Someone asks how the professor (from “Belle Chose”) could afford the Dollhouse’s services. Tempest says he’s probably one of those professors who assigns a single text book to all the freshman, and there’s a new edition every year. Audience LOL.
There is a lot of ragging on Eliza Dushku on this panel, which I don’t think is really fair.
Charlie Jane asks: Was the show feminist? Was it trying to be?
Anastasia says yes, and that the treatment of sexuality was usually supposed to be harrowing. Tempest says she doesn’t think Joss Whedon’s feminism is as developed as people say. An audience member points out that Tempest already admitted she hasn’t seen a lot of Joss’s shows, implying that she might not be in a position to make an informed judgment on this question.

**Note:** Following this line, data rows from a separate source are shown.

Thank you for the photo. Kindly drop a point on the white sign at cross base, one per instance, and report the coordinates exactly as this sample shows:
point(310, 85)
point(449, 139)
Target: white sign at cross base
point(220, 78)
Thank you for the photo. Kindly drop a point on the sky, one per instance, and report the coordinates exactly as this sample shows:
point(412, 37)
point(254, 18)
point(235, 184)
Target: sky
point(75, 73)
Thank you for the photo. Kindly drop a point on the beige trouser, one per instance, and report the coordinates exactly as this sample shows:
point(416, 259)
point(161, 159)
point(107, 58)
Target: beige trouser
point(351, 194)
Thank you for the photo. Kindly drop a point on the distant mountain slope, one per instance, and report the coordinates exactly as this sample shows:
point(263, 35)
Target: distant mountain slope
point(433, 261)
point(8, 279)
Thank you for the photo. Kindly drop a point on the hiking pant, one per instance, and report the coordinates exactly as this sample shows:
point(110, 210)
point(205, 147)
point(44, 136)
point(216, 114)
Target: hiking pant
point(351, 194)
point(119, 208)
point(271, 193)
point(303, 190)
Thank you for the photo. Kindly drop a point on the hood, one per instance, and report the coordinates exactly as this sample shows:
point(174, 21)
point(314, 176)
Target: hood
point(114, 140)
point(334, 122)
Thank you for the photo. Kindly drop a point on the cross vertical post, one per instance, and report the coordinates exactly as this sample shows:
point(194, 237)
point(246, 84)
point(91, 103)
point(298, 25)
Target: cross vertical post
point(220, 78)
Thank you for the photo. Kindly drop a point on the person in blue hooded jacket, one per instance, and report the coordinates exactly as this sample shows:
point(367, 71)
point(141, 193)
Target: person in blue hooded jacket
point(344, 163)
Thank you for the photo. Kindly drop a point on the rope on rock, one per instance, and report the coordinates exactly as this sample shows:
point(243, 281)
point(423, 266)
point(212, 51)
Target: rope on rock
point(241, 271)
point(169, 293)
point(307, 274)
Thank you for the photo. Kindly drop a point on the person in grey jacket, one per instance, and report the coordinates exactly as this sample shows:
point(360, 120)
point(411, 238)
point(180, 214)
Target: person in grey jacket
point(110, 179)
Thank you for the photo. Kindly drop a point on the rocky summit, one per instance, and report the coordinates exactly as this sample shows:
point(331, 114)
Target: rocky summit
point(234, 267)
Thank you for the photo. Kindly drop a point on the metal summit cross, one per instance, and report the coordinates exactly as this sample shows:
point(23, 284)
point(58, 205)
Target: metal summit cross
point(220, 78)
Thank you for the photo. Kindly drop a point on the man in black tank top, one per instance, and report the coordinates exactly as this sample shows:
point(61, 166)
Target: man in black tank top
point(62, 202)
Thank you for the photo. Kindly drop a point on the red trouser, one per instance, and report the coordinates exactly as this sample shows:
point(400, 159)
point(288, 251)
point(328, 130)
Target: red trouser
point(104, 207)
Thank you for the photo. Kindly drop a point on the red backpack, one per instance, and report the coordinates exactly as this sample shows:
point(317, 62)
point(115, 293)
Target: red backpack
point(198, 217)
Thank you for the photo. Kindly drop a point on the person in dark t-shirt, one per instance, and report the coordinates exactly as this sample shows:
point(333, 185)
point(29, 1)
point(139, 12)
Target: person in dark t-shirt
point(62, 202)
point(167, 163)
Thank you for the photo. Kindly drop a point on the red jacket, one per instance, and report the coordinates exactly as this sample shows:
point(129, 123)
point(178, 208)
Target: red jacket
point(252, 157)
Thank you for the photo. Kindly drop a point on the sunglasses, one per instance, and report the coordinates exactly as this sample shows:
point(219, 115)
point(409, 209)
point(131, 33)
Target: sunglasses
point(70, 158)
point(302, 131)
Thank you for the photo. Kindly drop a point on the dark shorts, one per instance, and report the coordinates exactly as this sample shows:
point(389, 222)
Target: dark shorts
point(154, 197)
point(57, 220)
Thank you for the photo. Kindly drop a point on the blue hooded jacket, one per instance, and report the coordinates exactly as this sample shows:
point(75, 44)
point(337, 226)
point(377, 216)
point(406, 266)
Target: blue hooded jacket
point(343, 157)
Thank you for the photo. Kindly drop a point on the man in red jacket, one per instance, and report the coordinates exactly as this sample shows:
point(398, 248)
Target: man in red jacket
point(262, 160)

Tempest lists three levels of “getting it” regarding racism:
1) Totally racist.
2) I was taught that racism was bad, but it’s still there in my head and I haven’t really examined it.
3) Personal and social examination leading to true ally behavior.
Tempest says the same breakdown applies to sexism, and says she thinks Joss Whedon is at level 2. Others disagree. Charlie Jane relates an account of a conversation with Joss in which he said that we ought to root for Echo and the other dolls because they have been disempowered and are going to get their identities back.
Tempest says that there have already been enough shows that depict female exploitation, and that there is absolutely no reason to do any more. They just aren’t feminist.
A woman in the audience gives an impassioned rant about how Dollhouse doesn’t have to be a female empowerment show to be feminist.
Pretty much everyone agrees that Boyd was screwed over. His character arc didn’t make any sense, and some think his early depiction as one of the few men who isn’t attracted to Echo is kind of racist. Because of course a black man who is attracted to a white woman would be too threatening.
I gave up on trying to take notes. Too many people talking over one another, and too much annoyance at ill-informed opinions.
However, this panel featured my favorite quote of the weekend. In response to an audience member who said that Echo’s empowerment came from a man (Alpha), not from herself, Charlie Jane countered with, “Well, she had midichlorians.” A perfect summary of the show’s muddled concept that tripped it up time and time again.